Village in Rajasthan, India

Meharon ki Dhani is a village in Jaisalmer district of Rajasthan state in India. It is located around 128 kilometres from the district headquarters, Jaisalmer. It is famous for the granite stone "Lakha Red".

==History==
The village at its current location was founded in 1910. Second phase of development started after the beginning of granite mining.

== Demographics ==
Most of the people of village believe in Islam, and are Sindhis Muslim. They speak Sindhi.
As of 2001 India census, Meharon ki dhani had a population of 745 with 387 male and 358 female. This village has a below average literacy rate, male literacy is 50 percent, and female literacy is around 10 percent. People are spending heavily on boys' education but female education is still not common because of conservative nature of society.

== Economy ==

The granite industry is rapidly growing in this village because of red stone. First granite quarry was started in 1998 by a Gujarati businessman, now there are around 30 granite quarries and 1 tile cutting factory running in the outskirts of village. Because of granite industry some other industries like transport and dairy have grown in recent years.

The main occupation of resident of this village is farming. People grow pearl millet (bajra), pulses in the monsoon season and wheat and cash crop like cumin (jeera) and mustard in winter season. Few years back people were only relied on monsoon rain for their farming but now irrigated farms are becoming more common.

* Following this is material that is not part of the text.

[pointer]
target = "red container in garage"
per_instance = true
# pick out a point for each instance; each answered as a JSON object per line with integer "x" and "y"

Some people also keep sheep and goat herd for milk, meat and wool. But this occupation is becoming extinct because low profit and availability of well paid jobs in granite industry.

==Education==

There is middle school in the village with a computer center, volleyball Court and cricket ground. Because of good income from granite sector and irrigated farming people are sending their children to cities like Sikar, Jaipur, Jodhpur and Kota to provide quality education. Village has maximum number of graduate and government servant in all Muslim village of district.

==Transportation==
The village is well connected with roads.
It is connected with road to nearby cities like Barmer, Jaisalmer, Jodhpur. Now-a-days people prefer to use private vehicle over public transport because of low frequency and overcrowding.